Anyway, I tried to place the order three times, and Best Buy canceled it every time, saying they couldn’t verify my info. Their site said to call them. I called. They routed me to someone who was in the wrong department. That person routed me to another department. That department’s system told me I could expect to wait over 60 minutes to hear a human voice.

Tomorrow, Amazon will be delivering my GoPro. They promised a Thursday delivery, but it’s going to be Tuesday.

I have a Yi-brand camera I bought in ’17, but it’s junk. It turns itself on and off. When you’re shooting video, it switches to still photos and fills your SD card with them. It takes many tries to connect it to a computer or wifi. I decided to give up and buy the real thing. Do NOT buy a Yi camera.

You can imagine my stress, missing out on unnecessary cheese and having to buy toys online instead of in person. It’s hard, but I’m a natural hero and saint, so don’t make a big thing out of it. It would embarrass me, because I’m humble. And charismatic.

This morning, I realized something really bad about the stay-home orders and business closures. When people are stuck at home and they can only shop for essentials, what are they going to do? They’ll shop out of boredom. So the bans are increasing hoarding. How about that?

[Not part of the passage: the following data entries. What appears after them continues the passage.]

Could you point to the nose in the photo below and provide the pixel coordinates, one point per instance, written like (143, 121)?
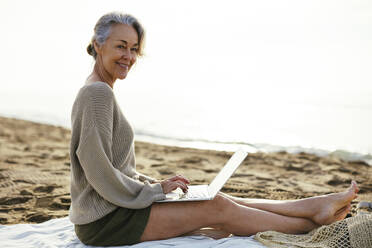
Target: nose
(127, 54)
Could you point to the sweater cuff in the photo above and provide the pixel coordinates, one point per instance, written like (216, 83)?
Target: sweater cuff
(157, 189)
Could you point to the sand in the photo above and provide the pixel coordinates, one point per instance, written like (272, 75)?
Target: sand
(35, 172)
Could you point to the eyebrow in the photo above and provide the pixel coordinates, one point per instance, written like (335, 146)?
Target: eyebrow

I’m going to see if I can get paint for my target stand. If the hardware store has paint, I’ll just buy ALL OF IT! I HAVE TO HAVE IT! SOMEONE ELSE MIGHT GET IT FIRST! I WANT IT ALL!

Whew. I’m back now.

I guess I’ll put up a photo of the stand when I set it up. May be a couple of days.

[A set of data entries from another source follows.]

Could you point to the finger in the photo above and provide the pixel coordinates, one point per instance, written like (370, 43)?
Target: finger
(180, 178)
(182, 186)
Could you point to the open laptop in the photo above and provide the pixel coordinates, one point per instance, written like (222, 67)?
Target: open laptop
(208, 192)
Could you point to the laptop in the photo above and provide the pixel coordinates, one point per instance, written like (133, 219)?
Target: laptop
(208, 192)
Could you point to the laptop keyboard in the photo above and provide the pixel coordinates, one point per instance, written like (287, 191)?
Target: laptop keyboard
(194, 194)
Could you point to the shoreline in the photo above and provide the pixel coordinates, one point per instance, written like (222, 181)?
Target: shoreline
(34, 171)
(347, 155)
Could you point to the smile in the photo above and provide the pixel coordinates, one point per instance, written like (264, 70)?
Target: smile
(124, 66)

5 Responses to “My Adventures with Worst Buy”

  1. Monty James Says:

    Steel targets in the shape of a hoarder. Or a bat, maybe a coronavirus. Just an idle thought, it’s a nice looking stand.

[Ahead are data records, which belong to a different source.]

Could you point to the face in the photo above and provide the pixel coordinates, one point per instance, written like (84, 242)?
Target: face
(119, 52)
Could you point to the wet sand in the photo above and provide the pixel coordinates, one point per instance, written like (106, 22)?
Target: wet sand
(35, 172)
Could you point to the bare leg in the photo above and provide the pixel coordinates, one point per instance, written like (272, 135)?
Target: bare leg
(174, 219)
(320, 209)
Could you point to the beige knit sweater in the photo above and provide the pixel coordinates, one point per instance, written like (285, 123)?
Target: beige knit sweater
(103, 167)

  2. Stephen McAteer Says:

    No danger of you shooting a cow by accident I hope.

  3. Ruth H Says:

    I noticed some of our local restaurants are offering to sell meat and eggs to their customers on facebook. Where are they getting it. Are they the hoarders?
    Also many of the local restaurants are providing to go dinners at curbside. Nice idea, I think we’ll help some out with our orders. It helps me out too.

  4. Steve H. Says:

    Thanks, Monty.

    Not by accident, Stephen.

    Ruth, restaurants are probably only ordering what they need. I very much doubt the companies that supply them are having trouble with restaurants placing huge orders.

  5. Rick C Says:

    A lot of chain restaurants have a supply chain: Sysco or the like. They’re not getting food from Kroger or Walmart.

    McDondalds has its own entire supply chain from stuff I’ve read in the past–from farms to trucks. They’ll probably literally be the last people to run out of food.